The same pricing decline generally applies to ebooks. There aren't hardcovers and paperbacks anymore, but prices still tend to start high and decline over time. We can't pretend that it is the format (hardcover vs paperback) that accounts for the difference, it's clearly the timing. If you want to go first it will cost you more.

Once the publisher has sold to "hardcover" customers (those that place a high value on reading the book right away) at the higher new release price they keep dropping the price to appeal to customers that place less value on the product. They want to sell to everybody, and they'll discount to try and make it happen, but they also want to get as much as each customer is prepared to pay. Time is a great way of streaming customers according to their priorities.

Same thing with movies. The most expensive way to see a movie is in the theater. It probably costs a family of four at least forty dollars to see a film in a first run movie theater.

A month later they can often pay less to see it in a smaller theater. A few months later it moves to optical disk like DVD or Blu-Ray ($15-$25), electronic download like iTunes (under $20) and on-demand/pay-per-view (under $10). From there the film moves to services like Netflix and HBO where the cost is just a tiny part of your monthly fee. Meanwhile the DVDs and Blu-Rays just keep getting cheaper too, eventually ending up in the $5 bin.

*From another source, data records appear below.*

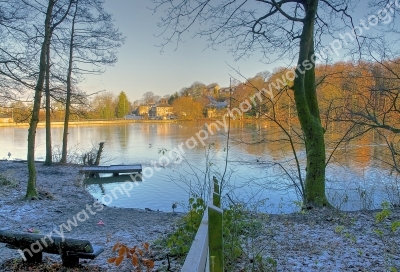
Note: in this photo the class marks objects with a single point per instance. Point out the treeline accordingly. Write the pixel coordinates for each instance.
(47, 47)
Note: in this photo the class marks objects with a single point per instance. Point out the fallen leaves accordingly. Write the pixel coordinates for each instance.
(139, 257)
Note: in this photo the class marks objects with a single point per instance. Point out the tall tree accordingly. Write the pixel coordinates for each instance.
(93, 40)
(278, 29)
(49, 27)
(123, 106)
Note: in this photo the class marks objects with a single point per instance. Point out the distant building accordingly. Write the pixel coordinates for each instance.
(143, 110)
(161, 110)
(6, 118)
(215, 108)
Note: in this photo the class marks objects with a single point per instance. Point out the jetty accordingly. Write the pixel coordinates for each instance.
(95, 170)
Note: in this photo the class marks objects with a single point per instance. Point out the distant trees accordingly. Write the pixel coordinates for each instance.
(148, 98)
(123, 105)
(186, 108)
(274, 29)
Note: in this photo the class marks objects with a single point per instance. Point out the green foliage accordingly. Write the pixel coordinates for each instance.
(123, 105)
(180, 241)
(239, 226)
(385, 213)
(6, 181)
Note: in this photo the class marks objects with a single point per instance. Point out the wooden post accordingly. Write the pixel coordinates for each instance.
(216, 194)
(215, 239)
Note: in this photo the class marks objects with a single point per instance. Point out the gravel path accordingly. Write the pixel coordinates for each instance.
(318, 240)
(63, 199)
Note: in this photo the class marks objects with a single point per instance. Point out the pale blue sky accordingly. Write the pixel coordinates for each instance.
(141, 67)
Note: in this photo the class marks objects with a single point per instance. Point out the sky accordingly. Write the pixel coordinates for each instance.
(142, 68)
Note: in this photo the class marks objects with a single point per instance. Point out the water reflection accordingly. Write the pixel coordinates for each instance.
(253, 147)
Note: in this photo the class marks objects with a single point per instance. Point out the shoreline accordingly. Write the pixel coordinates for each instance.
(314, 240)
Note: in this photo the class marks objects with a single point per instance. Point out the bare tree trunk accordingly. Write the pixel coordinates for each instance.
(308, 112)
(31, 189)
(98, 157)
(49, 159)
(68, 100)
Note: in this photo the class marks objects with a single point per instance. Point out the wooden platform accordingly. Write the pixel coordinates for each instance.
(113, 169)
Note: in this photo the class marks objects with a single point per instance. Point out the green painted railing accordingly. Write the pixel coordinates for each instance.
(206, 252)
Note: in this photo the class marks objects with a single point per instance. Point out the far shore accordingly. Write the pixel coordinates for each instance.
(90, 122)
(114, 122)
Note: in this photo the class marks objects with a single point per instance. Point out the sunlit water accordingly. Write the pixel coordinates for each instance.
(356, 179)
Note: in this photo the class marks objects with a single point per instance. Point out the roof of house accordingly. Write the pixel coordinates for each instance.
(5, 115)
(163, 105)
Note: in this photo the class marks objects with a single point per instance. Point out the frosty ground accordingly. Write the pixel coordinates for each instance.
(316, 240)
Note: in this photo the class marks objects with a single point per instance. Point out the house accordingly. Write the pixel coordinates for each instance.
(143, 110)
(161, 110)
(216, 108)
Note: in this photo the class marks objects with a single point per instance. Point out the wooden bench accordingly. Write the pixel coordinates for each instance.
(31, 246)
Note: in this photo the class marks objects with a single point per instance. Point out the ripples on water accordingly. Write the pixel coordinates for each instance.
(352, 178)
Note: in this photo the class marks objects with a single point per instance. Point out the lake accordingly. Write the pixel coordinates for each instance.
(356, 178)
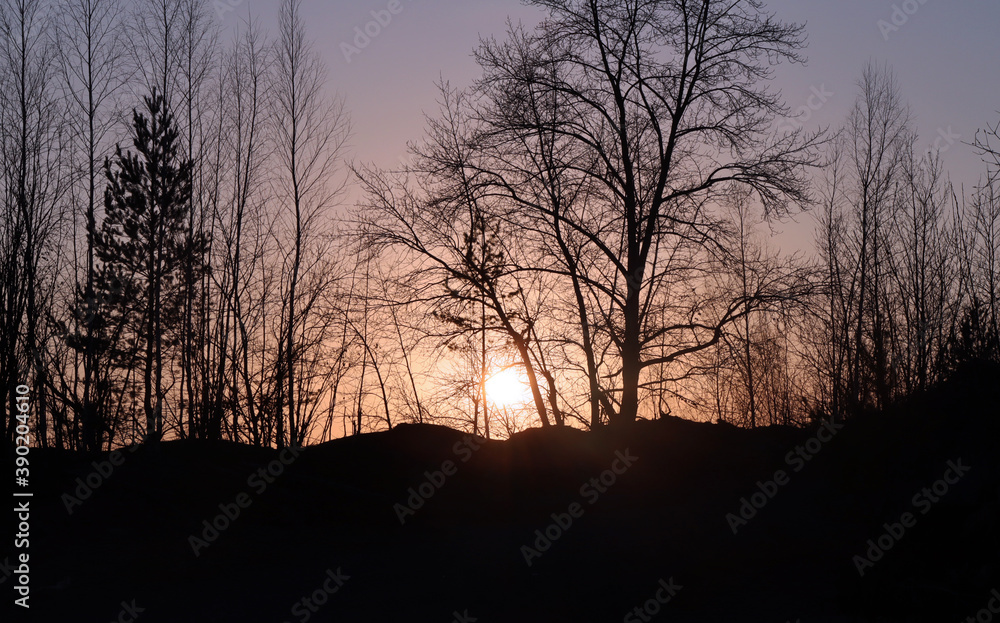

The key here is that there is no real limit on supply. More DVD's can always be manufactured. More ebooks can be downloaded. With no real constraint on supply prices will generally go down over time, and you can save money by waiting.

Retailers work hard to convince you otherwise. New release DVDs usually show an inflated "regular" price, and then a discounted limited-time special price. This intended to convince you that the price is going to go up.

That rarely ever happens in the medium term, and it never happens in the long term. Wander out of the new release section and you'll see that those regular prices are almost never charged. The discounted "special" price is almost certainly the highest price that will ever be charged for the DVD as it begins a steady journey to the discount bin.